Una delle lampade in esposizione allo stand Corepla a Ecomondo, la grande fiera dell’economia circolare di Rimini, ha l’aspetto di una scultura di cartapesta. Guardandola bene, si notano le fibre della canapa, il filler usato in questo caso inglobato dal gel di nuova produzione. Sono state modellate dagli studenti del corso di laurea in Design dell’Università della Campania Luigi Vanvitelli per il progetto "Fare luce", ideato da Maria D’Ambrosio per l’associazione F2Lab e curato con Francesca Castanò e Carla Langella per il Dipartimento di Architettura e Disegno Industriale dell’Università della Campania che ha coinvolto l’artista giapponese Hirotsugu Aisu.
(foto: Mario Malinconico/Cnr Pozzuoli)
(foto: Mario Malinconico/Cnr Pozzuoli) 

"Ciascuna lampada fa luce e racconta pezzo di storia dell'area industriale di Marcianise – racconta D’Ambrosio, presidente di F2LAB e professoressa all'università suor Orsola Benincasa di Napoli – come la canapa, che richiama la vocazione del territorio degli anni passati. Con gli inerti di calcestruzzo, che richiamano l’area archeologica. I tappi in plastica… ognuna è un punto focale del territorio. È un percorso circolare che prende gli scarti della stessa area industriale e li rimette in questo circuito ri-produttivo e rigenerativo. Ed è collegato a un processo più ampio per la riqualificazione di Marcianise. Un piccolo esempio virtuoso in cui l’industria continua a fare l’industria ma diventa anche manifattura artigianato nel fare la materia".

"Marcianise era una zona industriale prestigiosissima – riflette Den Hende – che ora appartiene a un organismo obsoleto e immobile. Negli anni '60 Olivetti portò uno stabilimento qui, dove c’era solo canapa. La nostra azienda è nata come loro fornitore. Qui c’è stato il meglio che la Dc di quegli anni abbia saputo fare, c’erano 3M, Texas Instruments. Eravamo fornitori Indesit e Whirlpool. La prima crisi fu con Tangentopoli, e poi quella del 2009, che ha quasi spazzato via anche noi".

Anche un piccolo progetto come questo e un brevetto possono rappresentare un’opportunità di rilancio per un’area i cui fasti rimangono nel passato. Airpol, ovviamente, è in testa, con l’acquisizione della licenza di utilizzo del brevetto: "Pensiamo a una totale diversificazione dei prodotti, per l’edilizia con l’isolamento. Ma non solo. Un sogno nel cassetto è quello di creare complementi d’arredo e illuminazione utilizzando questa plastica".

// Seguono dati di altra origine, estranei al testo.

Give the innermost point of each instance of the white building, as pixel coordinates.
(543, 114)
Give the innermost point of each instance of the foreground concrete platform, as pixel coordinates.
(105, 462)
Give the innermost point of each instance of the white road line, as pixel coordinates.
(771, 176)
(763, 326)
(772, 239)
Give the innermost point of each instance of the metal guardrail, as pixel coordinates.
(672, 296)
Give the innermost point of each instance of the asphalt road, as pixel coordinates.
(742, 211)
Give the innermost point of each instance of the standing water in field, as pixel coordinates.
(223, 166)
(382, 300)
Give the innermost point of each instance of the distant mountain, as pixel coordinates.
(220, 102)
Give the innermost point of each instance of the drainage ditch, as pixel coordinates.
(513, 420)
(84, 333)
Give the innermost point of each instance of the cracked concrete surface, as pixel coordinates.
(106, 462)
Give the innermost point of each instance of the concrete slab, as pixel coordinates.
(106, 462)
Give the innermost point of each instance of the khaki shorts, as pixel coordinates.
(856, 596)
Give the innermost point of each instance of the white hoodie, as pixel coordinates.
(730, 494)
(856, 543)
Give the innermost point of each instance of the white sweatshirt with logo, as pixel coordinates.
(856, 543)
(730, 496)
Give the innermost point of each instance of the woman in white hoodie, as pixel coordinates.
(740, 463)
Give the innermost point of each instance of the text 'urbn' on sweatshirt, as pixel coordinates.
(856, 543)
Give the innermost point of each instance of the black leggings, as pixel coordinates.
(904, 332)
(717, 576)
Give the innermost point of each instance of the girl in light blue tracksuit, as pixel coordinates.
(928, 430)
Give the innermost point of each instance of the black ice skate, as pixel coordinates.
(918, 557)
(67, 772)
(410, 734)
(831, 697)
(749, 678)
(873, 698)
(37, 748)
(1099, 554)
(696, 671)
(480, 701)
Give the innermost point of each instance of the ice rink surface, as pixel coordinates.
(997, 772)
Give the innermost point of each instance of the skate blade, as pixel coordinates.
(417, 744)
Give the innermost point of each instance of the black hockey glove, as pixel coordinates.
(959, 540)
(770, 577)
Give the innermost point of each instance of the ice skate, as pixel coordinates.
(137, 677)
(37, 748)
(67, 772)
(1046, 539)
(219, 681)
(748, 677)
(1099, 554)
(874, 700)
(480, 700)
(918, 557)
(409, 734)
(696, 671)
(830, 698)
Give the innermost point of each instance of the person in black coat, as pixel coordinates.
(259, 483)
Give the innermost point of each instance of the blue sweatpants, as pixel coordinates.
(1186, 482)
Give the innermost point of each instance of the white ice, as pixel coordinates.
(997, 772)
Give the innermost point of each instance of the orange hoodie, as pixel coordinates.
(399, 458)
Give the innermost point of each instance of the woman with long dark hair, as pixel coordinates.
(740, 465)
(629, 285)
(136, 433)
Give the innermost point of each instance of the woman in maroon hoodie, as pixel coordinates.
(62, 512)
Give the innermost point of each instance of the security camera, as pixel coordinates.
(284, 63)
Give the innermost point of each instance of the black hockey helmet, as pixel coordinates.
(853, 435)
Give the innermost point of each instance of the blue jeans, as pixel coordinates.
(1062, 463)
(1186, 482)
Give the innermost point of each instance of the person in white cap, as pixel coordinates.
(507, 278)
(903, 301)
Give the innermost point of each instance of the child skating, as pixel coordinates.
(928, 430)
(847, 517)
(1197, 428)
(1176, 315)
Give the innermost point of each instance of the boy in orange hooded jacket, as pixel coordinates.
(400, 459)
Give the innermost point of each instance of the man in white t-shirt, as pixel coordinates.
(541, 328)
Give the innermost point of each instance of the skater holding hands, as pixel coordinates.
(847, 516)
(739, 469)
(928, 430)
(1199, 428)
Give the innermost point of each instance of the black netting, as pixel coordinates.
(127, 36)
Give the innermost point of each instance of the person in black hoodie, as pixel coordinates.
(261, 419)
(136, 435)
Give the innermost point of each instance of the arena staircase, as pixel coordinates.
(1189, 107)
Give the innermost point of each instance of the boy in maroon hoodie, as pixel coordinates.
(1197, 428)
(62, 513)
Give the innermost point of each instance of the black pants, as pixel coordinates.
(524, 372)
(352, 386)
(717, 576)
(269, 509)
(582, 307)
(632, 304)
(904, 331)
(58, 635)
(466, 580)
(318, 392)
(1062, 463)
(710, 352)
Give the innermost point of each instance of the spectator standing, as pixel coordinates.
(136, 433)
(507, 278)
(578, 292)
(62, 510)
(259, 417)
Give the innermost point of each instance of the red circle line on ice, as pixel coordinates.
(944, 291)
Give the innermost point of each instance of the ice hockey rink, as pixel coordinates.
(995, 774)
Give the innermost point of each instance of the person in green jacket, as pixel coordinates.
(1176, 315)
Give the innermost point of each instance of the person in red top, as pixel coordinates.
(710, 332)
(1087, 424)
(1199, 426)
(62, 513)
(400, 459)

D’altronde, se il brevetto mantiene quello che promette, potrebbe essere usato in molti settori: "Ci sono ovviamente dei colli di bottiglia con cui fare i conti, come la gestione del solvente, che è autorizzato ma va smaltito. Ma i campi di applicazione sono diversi – conclude Malinconico – abbiamo protocolli di collaborazione con Ucina (Confindustria nautica) per riciclo della vetroresina e poi con le federazioni della pesca Assoittica, Federpesca anche loro interessate a processi per recupero e riutilizzo del polistirolo espanso nella gestione del pescato. Si possono ottenere lastre sottili con effetti luminosi interessanti, specialmente usando come carica le fibre tessili. O combinata con scarti del marmo, polverizzati, per l’industria della pietra da arredo, per esempio per i pavimenti. Con questo processo abbiamo dimostrato che da una parte si decontamina il polistirolo e dall'altra gli possiamo dare una forma che lo predispone a un uso più nobile".